Tras romper con el Banco Mundial y ser encumbrado por el Nobel de Economía, Stiglitz volvió a las aulas de la Universidad de Columbia con un propósito nuevo: hablar de lo que había visto en las salas del poder. En 2002 publicó El malestar de la globalización, su obra más influyente y polémica. Sostenía, por ejemplo, que las políticas del FMI contribuyeron a provocar la crisis financiera asiática de 1997, así como la gran depresión argentina entre 1998 y 2002. También señalaba el fracaso de la conversión de Rusia a una economía de mercado y los bajos niveles de desarrollo en el África subsahariana, y criticaba políticas como la austeridad fiscal, los altos tipos de interés y la liberalización comercial y financiera, así como la insistencia en la privatización de los activos estatales. 

Fotografía: Manuel Castells
Joseph Stiglitz durante una entrevista para un documental de la Universidad de Navarra en 2025.

Emergió así un Stiglitz público y militante, que asumió la tarea de explicar a la ciudadanía cómo las políticas económicas podían agravar la desigualdad que decían combatir. Este objetivo no solo lo llevaría a publicar más obras críticas —como El precio de la desigualdad (2012), El malestar de la globalización revisitado (2018), Capitalismo progresista (2020) o, más recientemente, El camino de la libertad (2024)—, sino también a desarrollar en las dos últimas décadas una intensa agenda de intervenciones en foros profesionales y universidades de todo el mundo. Dos décadas después de aquel giro, su presencia pública no ha disminuido: le ha convertido en una referencia internacional. 
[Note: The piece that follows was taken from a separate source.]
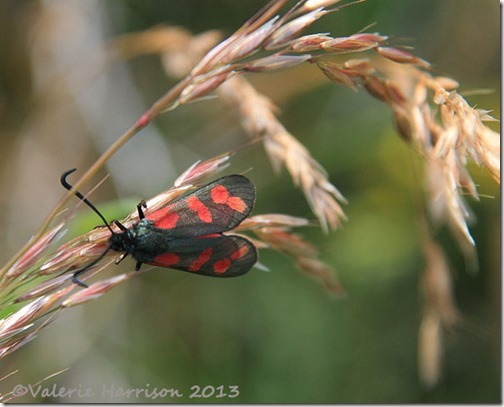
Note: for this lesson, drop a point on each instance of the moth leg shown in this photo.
(141, 205)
«EL PROGRESO ECONÓMICO SÓLO ES REAL SI LLEGA TAMBIÉN A QUIENES NO SUELEN TENER VOZ»

Stiglitz visitó en octubre a la Universidad de Navarra, donde participó en el congreso internacional The Roads to Development. Work, Markets and Institutions. Allí, durante su conferencia, defendió la necesidad de «instituciones democráticas sólidas, educación de calidad y compromiso ético» para un desarrollo humano sostenible. Recordó que los rasgos que valoramos en una buena persona —la honestidad, la curiosidad, el respeto— no solo tienen un valor intrínseco, sino que también ayudan a que la sociedad funcione mejor. «Pero el tipo de capitalismo que hemos tenido durante los últimos cincuenta años, el capitalismo neoliberal, fomenta lo contrario: el egoísmo, la búsqueda de ganancias por encima de todo, la falta de honestidad… Es un sistema que se devora a sí mismo», advirtió ante el público, formado principalmente por jóvenes. 

Su apuesta por «humanizar el sistema» no es una consigna, sino la síntesis de décadas de estudio y confrontación. En un mundo atravesado por desigualdades crecientes, concentración corporativa y democracias fatigadas, Stiglitz mantiene el mismo mensaje que lo separó del establishment: el progreso económico sólo es real si llega también a quienes no suelen tener voz. Tal vez ahí resida la persistencia de su figura, que insiste en que la economía, si se entiende bien, no es una batalla técnica, sino una forma de cuidar la vida en común.